Je viens de commencer (enfin) De l'arbre au labyrinthe (les études historiques de sémiotique d'Umberto Eco) et dès le début (rappels sur Aristote) il met le doigt sur ce qui me semble être un des problèmes majeurs du discourse et particulièrement tout ce qui est queer discourse (mouvances mogai/ace discourse et plus contemporaines, genre kink, transandrophobia, tout ça).
En français parce que c'est un sujet disons tendu et que le texte sur lequel je travaille est une traduction française (je ferai peut-être une version EN à un moment) mais le point principal : la différence entre définition et démonstration.
"Une définition n'est pas une démonstration : montrer l'essence d'une chose n'équivaut pas à prouver quelque proposition au sujet de cette chose ; une définition dit ce qu'est une chose, tandis qu'une démonstration prouve qu'une chose est. Par conséquent, dans une définition, nous admettons ce que la démonstration doit en revanche prouver. Définir n'est pas prouver qu'une chose existe." (je souligne)

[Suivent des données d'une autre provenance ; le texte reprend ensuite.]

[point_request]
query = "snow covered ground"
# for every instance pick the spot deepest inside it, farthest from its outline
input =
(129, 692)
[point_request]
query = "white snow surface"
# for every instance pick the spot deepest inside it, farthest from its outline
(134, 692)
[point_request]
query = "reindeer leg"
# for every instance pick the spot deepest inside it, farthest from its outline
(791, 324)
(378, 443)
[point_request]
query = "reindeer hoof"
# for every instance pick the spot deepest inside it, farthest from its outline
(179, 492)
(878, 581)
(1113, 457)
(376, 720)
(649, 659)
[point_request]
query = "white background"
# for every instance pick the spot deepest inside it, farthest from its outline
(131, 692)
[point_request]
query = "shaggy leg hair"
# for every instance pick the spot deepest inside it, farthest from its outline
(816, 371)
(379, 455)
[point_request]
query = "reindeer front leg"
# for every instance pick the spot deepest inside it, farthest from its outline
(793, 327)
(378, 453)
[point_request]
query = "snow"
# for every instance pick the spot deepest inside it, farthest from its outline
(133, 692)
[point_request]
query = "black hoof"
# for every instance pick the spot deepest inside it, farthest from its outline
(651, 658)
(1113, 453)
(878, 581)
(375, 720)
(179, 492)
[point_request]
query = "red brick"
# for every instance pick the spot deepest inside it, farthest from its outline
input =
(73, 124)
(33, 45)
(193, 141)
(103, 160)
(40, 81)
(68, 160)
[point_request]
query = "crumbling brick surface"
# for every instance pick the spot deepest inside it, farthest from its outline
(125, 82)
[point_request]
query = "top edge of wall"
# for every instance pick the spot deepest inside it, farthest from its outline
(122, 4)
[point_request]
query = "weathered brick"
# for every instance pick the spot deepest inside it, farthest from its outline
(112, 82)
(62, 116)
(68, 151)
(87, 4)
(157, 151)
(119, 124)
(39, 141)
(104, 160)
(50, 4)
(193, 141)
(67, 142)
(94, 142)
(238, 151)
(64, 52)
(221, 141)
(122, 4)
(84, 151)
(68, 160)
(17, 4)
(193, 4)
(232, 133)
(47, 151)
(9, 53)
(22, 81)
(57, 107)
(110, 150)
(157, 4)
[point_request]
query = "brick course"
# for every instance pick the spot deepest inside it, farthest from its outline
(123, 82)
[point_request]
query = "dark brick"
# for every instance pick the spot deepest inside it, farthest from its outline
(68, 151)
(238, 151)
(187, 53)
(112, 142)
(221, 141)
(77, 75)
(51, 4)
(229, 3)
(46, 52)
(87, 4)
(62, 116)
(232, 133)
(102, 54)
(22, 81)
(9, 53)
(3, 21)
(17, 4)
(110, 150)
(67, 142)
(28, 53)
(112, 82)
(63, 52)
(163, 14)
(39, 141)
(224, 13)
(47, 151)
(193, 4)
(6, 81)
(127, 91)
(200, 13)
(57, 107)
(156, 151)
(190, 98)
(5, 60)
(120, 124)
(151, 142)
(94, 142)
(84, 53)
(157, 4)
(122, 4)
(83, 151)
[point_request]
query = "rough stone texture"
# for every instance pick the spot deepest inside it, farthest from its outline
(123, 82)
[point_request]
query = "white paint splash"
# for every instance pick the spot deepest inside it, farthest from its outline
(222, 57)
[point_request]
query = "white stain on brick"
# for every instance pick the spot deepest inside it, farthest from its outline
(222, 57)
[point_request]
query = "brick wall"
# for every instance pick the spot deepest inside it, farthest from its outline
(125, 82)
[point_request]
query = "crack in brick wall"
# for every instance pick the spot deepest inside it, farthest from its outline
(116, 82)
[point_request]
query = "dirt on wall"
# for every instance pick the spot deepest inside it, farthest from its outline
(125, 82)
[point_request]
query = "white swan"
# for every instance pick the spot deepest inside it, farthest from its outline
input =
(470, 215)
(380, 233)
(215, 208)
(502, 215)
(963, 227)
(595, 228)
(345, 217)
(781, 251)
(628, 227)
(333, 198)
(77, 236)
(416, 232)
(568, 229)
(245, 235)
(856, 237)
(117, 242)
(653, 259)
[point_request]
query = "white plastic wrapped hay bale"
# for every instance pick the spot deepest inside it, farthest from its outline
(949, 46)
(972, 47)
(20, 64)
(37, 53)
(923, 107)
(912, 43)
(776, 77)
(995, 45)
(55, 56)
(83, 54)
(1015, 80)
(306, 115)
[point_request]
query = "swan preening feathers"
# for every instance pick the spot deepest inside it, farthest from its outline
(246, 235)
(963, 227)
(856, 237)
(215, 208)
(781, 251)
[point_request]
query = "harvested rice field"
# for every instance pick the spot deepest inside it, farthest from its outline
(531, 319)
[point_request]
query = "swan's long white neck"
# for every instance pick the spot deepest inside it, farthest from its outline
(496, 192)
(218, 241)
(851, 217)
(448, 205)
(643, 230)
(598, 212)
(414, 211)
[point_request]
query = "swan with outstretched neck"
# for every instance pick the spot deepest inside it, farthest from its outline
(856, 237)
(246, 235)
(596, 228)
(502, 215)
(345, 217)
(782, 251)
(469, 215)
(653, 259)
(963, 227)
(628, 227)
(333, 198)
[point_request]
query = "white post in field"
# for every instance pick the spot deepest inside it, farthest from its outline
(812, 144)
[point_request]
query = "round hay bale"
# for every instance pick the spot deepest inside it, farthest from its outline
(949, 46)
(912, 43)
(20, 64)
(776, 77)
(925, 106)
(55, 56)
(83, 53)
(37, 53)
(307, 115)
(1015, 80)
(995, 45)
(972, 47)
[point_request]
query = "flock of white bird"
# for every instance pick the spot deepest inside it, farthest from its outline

Je pense que ça éclaire certaines discussions. Par exemple, on peut se retrouver avec des définitions du concept de dragon (y compris des définitions incohérentes les unes avec les autres, c'est un peu le pain quotidien de pas mal de gens sur tumblr) avec des discussions et des désaccords, jusqu'à ce que quelqu'un rappelle que les dragons n'existent pas (autrement dit : on peut en parler autant qu'on veut, et produire toutes les définitions qu'on veut, il n'y aura pas moyen de démontrer la réalité des dragons et donc de prouver ou réfuter aucune de ces définitions).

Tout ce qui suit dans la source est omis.